"Take you to my home—take you to my heart—take you deeper into my love than ever before."
"Edith," said Zell, almost cowering before her words as if they hurt her, "I am not fit to go home."
"Oh, Zell, darling," said Edith, tenderly, "God's love does not keep a debit and credit account with us, neither should we with each other. Can't you see that I love you?" and she showered kisses on her sister's now pallid face.
But Zell acted as if they were a source of pain to her, and she muttered, "You don't know, you can't know. Don't speak of God to me, I fear Him unspeakably."
"I do know all," said Edith, earnestly, "and I love you more fondly than ever I did before, and God knows and loves you more still."
"I tell you you don't know," said Zell, almost fiercely. "You can't know. If you did, you would spit on me and leave me forever. God knows, and He has doomed me to hell, Edith," she added, in a hoarse whisper. "I killed him—you know whom. And I promised that after I got old and ugly I would come and torment him forever. I must keep my promise."
Edith wept bitterly. This was worse than delirium. She saw that her sister's nature was so bruised and perverted, so warped, that she was almost insane. She slowly rallied back into physical strength, but her hectic cheek and slight cough indicated the commencement of consumption. Her mind remained in the same unnatural condition, and she kept saying to Edith, "You don't know anything about it at all. You can't know." She would not see Mrs. Hart, and agreed to go home with Edith only on condition that no one should see or speak with her outside the family.

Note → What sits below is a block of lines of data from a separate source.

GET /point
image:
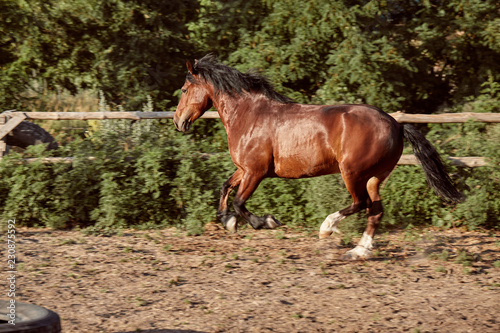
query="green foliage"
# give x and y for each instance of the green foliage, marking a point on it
(121, 47)
(418, 56)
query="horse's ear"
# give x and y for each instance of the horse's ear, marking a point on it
(189, 66)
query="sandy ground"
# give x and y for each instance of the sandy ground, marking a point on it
(261, 281)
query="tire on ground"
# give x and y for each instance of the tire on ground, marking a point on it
(29, 318)
(26, 134)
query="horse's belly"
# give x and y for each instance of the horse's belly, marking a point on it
(303, 166)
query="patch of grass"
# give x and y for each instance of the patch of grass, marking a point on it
(440, 269)
(280, 235)
(346, 240)
(68, 242)
(443, 256)
(248, 249)
(139, 301)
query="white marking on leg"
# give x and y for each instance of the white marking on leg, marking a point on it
(363, 249)
(329, 225)
(271, 222)
(231, 224)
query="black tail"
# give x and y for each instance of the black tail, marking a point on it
(432, 164)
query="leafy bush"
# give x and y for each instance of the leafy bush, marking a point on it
(145, 174)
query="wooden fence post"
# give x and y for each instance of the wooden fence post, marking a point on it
(3, 145)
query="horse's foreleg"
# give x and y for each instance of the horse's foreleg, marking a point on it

At last the day of departure came. Mrs. Hart said, "You shall take her to the depot in my carriage. It will be among its last and best uses."
Edith kissed her kind friend good-by, saying, "God will send his chariot for you some day, and though you must leave this, your beautiful home, if you could only have a glimpse into the mansion preparing for you up there, anticipation would almost banish all thoughts of present loss."
"Well, dear," said Mrs. Hart, with a gleam of her old humor, "I hope your 'mansion' will be next door, for I shall want to see you often through all eternity."